4- Gençlik örgütü, devrim ve sosyalizm mücadelesini öğrenme, partili yaşamı tanıma ve içselleştirme, yoldaşlık duyguları ile eğitilmenin okuludur. Gençlik örgütü; sınıf bilinci kazanmış, halk sevgisi ile yoğrulmuş, kişisel değil toplumsal çıkarları gözeten, fedakarlık ve feragat duyguları gelişmiş, sağlam karakterli partili yeni insan tipinin yetiştiği bir okuldur. İşçi sınıfının bilimsel teorisi olan Marksizm-Leninizm ve devrimci pratik, gençlerin eğitiminin vazgeçilmez silahlarıdır. Gençliğe politik önderliği işçi sınıfının biricik siyasi örgütü olan parti yapar. Peki, ‘okullarımız’ gerçekten istediğimiz gibi midir? ‘Öğretmenler’ gerekli işlevi göstermekte midir? ‘Mezuniyetler’ ne kadar çoklukta ve başarıyla tamamlanmaktadır? Bu sorulardan hareketle, gençlik örgütlerimizde ve ona karşı sorumlu olan parti örgütlerimizde gereken ciddiyette düzenlemelere gitmek vazgeçilmez bir aciliyet taşımaktadır.

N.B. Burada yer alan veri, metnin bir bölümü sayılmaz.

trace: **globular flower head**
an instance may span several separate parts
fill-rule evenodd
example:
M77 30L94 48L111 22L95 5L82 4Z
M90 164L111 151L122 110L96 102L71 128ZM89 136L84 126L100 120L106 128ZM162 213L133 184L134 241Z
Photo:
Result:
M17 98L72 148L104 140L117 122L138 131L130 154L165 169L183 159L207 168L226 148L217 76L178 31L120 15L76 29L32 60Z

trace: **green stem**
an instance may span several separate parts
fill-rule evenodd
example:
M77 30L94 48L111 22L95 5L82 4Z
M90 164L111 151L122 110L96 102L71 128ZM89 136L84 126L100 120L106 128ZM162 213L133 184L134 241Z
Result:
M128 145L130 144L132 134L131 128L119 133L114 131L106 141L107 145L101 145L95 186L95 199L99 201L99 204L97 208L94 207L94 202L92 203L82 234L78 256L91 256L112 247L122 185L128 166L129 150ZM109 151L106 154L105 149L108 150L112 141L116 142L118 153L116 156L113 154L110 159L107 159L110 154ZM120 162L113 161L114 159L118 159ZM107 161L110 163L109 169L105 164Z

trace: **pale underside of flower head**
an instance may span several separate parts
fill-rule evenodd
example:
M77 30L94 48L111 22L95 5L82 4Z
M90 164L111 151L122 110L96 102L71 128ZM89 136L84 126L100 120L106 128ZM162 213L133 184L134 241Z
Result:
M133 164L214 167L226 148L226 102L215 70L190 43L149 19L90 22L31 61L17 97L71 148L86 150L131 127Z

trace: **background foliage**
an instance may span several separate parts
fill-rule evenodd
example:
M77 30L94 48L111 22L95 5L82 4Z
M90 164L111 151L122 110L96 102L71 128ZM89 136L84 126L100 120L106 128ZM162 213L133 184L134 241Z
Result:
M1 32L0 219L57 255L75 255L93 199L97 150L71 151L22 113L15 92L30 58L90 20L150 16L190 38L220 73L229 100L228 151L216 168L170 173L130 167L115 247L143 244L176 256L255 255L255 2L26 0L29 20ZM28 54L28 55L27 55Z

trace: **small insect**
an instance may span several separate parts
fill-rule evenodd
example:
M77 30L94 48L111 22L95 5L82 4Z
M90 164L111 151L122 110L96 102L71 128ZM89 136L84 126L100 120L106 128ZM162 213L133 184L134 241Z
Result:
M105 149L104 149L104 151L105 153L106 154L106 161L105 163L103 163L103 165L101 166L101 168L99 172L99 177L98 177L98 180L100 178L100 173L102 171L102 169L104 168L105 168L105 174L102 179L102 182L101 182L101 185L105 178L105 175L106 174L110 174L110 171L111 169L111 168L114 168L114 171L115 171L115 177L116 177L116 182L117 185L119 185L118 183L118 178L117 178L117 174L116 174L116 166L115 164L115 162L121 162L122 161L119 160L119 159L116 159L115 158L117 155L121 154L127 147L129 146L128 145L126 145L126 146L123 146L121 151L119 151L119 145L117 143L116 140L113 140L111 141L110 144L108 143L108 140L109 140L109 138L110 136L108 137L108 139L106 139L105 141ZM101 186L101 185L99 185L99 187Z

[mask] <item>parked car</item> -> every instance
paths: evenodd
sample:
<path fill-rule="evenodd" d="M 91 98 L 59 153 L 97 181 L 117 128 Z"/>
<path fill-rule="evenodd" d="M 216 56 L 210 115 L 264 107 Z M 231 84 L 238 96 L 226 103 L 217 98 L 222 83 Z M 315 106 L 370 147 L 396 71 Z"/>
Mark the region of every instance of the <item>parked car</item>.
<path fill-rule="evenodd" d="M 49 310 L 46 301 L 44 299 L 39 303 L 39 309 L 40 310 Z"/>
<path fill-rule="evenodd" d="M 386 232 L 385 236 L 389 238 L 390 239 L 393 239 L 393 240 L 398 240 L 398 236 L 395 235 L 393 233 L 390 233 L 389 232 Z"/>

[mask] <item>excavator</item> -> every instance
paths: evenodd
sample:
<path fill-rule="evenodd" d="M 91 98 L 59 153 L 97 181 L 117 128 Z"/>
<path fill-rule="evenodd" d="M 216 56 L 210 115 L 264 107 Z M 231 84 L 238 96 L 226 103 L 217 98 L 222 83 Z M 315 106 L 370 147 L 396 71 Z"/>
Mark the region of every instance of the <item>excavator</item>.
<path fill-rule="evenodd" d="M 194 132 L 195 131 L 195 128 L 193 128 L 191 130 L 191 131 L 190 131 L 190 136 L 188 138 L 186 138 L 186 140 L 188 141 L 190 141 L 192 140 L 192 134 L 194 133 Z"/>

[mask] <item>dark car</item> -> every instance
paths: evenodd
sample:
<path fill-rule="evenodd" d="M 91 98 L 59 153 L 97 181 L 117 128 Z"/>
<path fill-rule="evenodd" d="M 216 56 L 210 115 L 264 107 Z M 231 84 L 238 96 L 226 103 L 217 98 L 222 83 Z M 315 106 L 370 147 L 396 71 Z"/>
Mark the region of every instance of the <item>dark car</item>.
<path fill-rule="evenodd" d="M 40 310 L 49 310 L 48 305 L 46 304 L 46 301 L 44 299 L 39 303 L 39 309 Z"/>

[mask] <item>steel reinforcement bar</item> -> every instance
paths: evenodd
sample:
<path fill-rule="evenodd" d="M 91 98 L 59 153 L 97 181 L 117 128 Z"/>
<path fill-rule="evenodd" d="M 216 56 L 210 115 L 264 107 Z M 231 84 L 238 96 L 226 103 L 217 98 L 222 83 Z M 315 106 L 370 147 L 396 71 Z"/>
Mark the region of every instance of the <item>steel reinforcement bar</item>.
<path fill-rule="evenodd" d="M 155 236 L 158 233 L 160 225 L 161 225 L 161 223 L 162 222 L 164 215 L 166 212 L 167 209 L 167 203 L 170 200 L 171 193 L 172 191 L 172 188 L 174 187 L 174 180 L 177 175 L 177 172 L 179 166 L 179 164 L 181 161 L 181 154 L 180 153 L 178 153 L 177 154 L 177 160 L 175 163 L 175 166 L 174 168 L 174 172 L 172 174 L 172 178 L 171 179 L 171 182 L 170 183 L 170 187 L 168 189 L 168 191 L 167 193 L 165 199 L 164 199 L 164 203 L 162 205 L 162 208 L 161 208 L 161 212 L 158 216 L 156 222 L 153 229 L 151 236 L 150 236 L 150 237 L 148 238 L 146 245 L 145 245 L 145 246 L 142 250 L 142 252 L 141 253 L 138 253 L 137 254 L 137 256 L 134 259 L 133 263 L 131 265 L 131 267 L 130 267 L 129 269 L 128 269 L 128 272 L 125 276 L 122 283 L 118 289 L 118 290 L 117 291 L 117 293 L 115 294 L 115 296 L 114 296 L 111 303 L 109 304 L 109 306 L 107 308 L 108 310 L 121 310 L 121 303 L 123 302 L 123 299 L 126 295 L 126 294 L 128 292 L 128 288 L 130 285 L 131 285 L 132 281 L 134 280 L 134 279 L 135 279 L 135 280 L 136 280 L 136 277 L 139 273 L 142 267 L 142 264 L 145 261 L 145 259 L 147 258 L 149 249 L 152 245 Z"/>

5- Düşün ve kültür dünyasında, iktisadi alanda “Marksizme yeniden dönüş” tartışmalarının yaşandığı bir dönemde, yayın ve kültür materyallerimizi daha etkin şekilde kullanmak gerekmektedir. Aydın birikiminin değerlendirilmesi ve kültürel etkinliklerin düzenlenmesi, TV ve gazetemizin tartışma kürsüleri olarak öne çıkarılması bu açıdan yeniden planlanmalıdır.
SONUÇ OLARAK
Gençliğin uğradığı baskılar, kapitalizmin artan sömürü ve vahşet düzenine karşı gelişen mücadele isteği, devrimci hedeflere ulaşmaktaki zemini güçlendirmektedir. Bugün Türkiye’de gençliğe önderlik edecek devrimci bir işçi partisinin var oluşu, ezilen gençlik yığınlarının zafere yürümesindeki en büyük dayanağıdır. İşçi sınıfının muazzam devrimci gücü ve halk sevgisi gençliğimizin güç kaynağıdır. Anti-emperyalist, anti-faşist yurtsever devrimci gençlik hareketinin geleneği ve ölümsüzleşen devrimci gençlik önderlerimiz yarınlara ışık tutuyor. İşçi sınıfı ve parti yarınları kazanacak ve muhakkak kapitalizm ve gericilik yenilecektir.